Preview your model - Amazon SageMaker

Preview your model

Note

The following functionalities are only available for custom models built with tabular datasets. Multi-category text prediction models are also excluded.

SageMaker Canvas provides you with tools to preview your model and validate data before you begin building. The following functionalities include previewing the accuracy of your model, validating your dataset to prevent issues while building the model, and changing the size of the random sample for your model.

Preview a model

With Amazon SageMaker Canvas, you can get insights from your data before you build a model by choosing Preview model. For example, you can see how the data in each column is distributed. For models built using categorical data, you can also choose Preview model to generate an Estimated accuracy prediction of how well the model might analyze your data. The accuracy of a Quick build or a Standard build represents how well the model can perform on real data and is generally higher than the Estimated accuracy.

Amazon SageMaker Canvas automatically handles missing values in your dataset while it builds the model. It infers the missing values by using adjacent values that are present in the dataset.

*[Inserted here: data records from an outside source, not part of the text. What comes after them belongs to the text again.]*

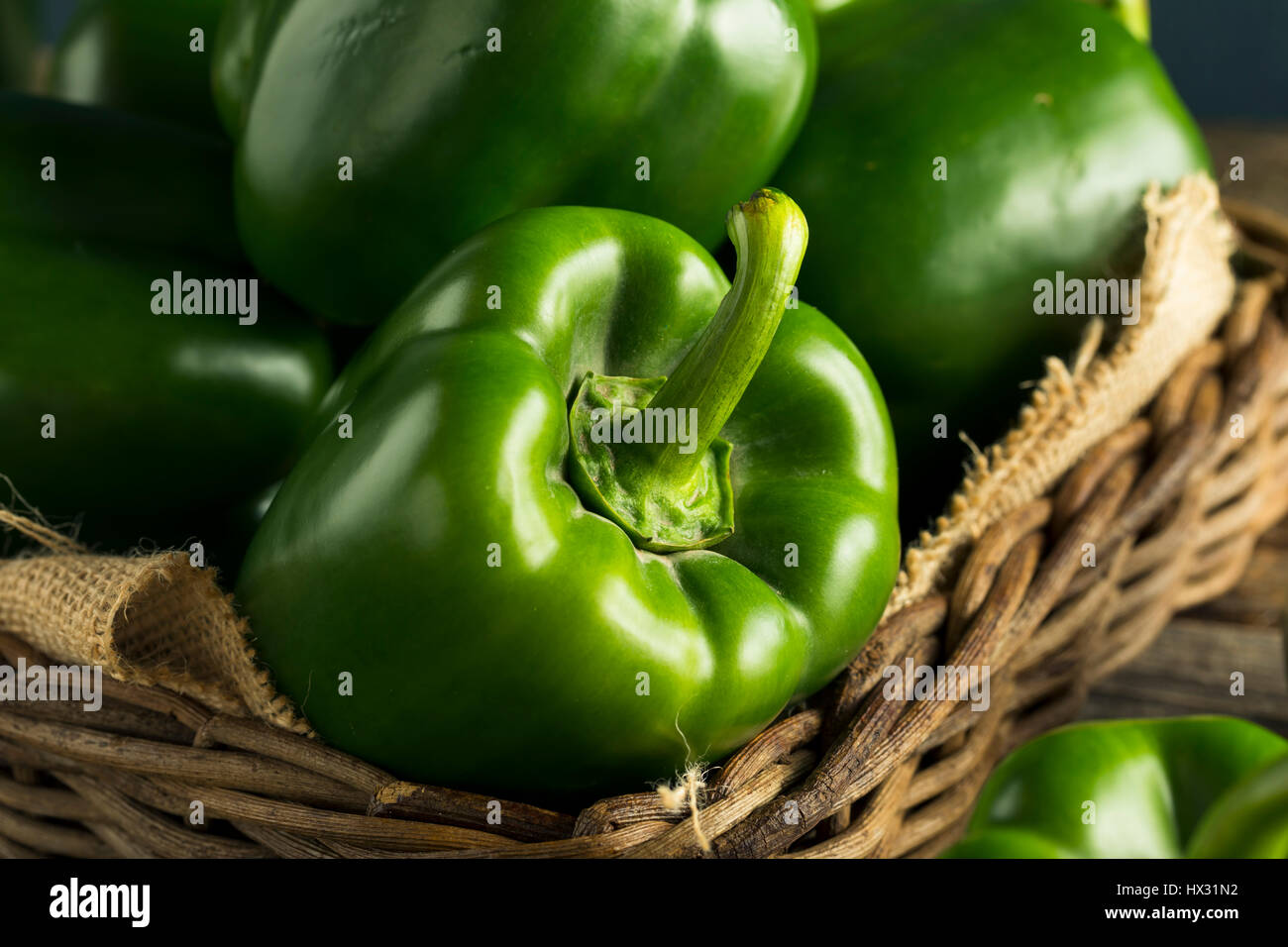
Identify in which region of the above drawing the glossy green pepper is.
[812,0,1149,43]
[239,191,899,793]
[0,94,331,545]
[214,0,816,323]
[776,0,1208,528]
[51,0,227,132]
[945,716,1288,858]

     Screenshot of the Build tab for a model in Canvas.

Validate data

Before you build your model, SageMaker Canvas checks your dataset for issues that might cause your build to fail. If SageMaker Canvas finds any issues, then it warns you on the Build page before you attempt to build a model.

You can choose Validate data to see a list of the issues with your dataset. You can then use the SageMaker Canvas data preparation features, or your own tools, to fix your dataset before starting a build. If you don’t fix the issues with your dataset, then your build fails.

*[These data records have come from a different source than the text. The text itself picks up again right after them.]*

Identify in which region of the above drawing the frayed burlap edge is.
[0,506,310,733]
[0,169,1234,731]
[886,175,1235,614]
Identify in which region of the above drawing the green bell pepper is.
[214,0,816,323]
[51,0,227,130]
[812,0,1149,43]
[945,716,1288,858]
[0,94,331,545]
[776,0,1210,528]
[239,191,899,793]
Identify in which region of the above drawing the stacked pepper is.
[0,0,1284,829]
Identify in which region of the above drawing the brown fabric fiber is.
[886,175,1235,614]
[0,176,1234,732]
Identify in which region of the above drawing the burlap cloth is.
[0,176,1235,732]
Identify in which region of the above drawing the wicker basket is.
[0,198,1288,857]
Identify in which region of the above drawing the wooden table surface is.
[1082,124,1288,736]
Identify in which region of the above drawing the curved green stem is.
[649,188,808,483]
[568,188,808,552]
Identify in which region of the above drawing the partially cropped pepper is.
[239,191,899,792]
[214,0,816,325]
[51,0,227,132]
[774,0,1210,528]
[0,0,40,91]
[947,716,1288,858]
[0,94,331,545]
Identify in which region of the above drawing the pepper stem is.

If you make changes to your dataset to fix the issues, you have the option to re-validate your dataset before attempting a build. We recommend that you re-validate your dataset before building.

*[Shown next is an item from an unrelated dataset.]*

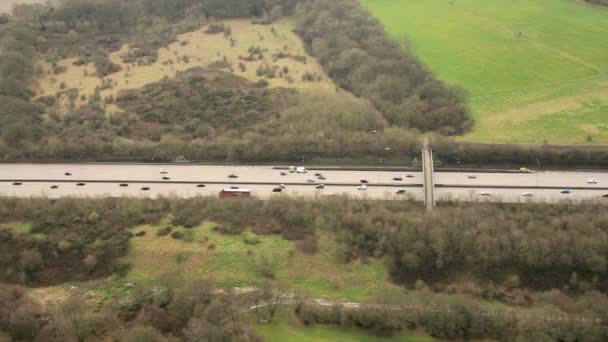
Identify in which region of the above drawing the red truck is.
[219,188,251,197]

The following table shows the issues that SageMaker Canvas checks for in your dataset and how to resolve them.

Issue Resolution

Wrong model type for your data

Try another model type or use a different dataset.

Missing values in your target column

Replace the missing values, drop rows with missing values, or use a different dataset.

Too many unique labels in your target column

Verify that you've used the correct column for your target column, or use a different dataset.

Too many non-numeric values in your target column

Choose a different target column, select another model type, or use a different dataset.

One or more column names contain double underscores

Rename the columns to remove any double underscores, and try again.

None of the rows in your dataset are complete

Replace the missing values, or use a different dataset.

Too many unique labels for the number of rows in your data

Check that you're using the right target column, increase the number of rows in your dataset, consolidate similar labels, or use a different dataset.

Random sample

SageMaker Canvas uses the random sampling method to sample your dataset. The random sample method means that each row has an equal chance of being picked for the sample. You can choose a column in the preview to get summary statistics for the random sample, such as the mean and the mode.

By default, SageMaker Canvas uses a random sample size of 20,000 rows from your dataset for datasets with more than 20,000 rows. For datasets smaller than 20,000 rows, the default sample size is the number of rows in your dataset. You can increase or decrease the sample size by choosing Random sample in the Build tab of the SageMaker Canvas application. You can use the slider to select your desired sample size, and then choose Update to change the sample size. The maximum sample size you can choose for a dataset is 40,000 rows, and the minimum sample size is 500 rows. If you choose a large sample size, the dataset preview and summary statistics might take a few moments to reload.

The Build page shows a preview of 100 rows from your dataset. If the sample size is the same size as your dataset, then the preview uses the first 100 rows of your dataset. Otherwise, the preview uses the first 100 rows of the random sample.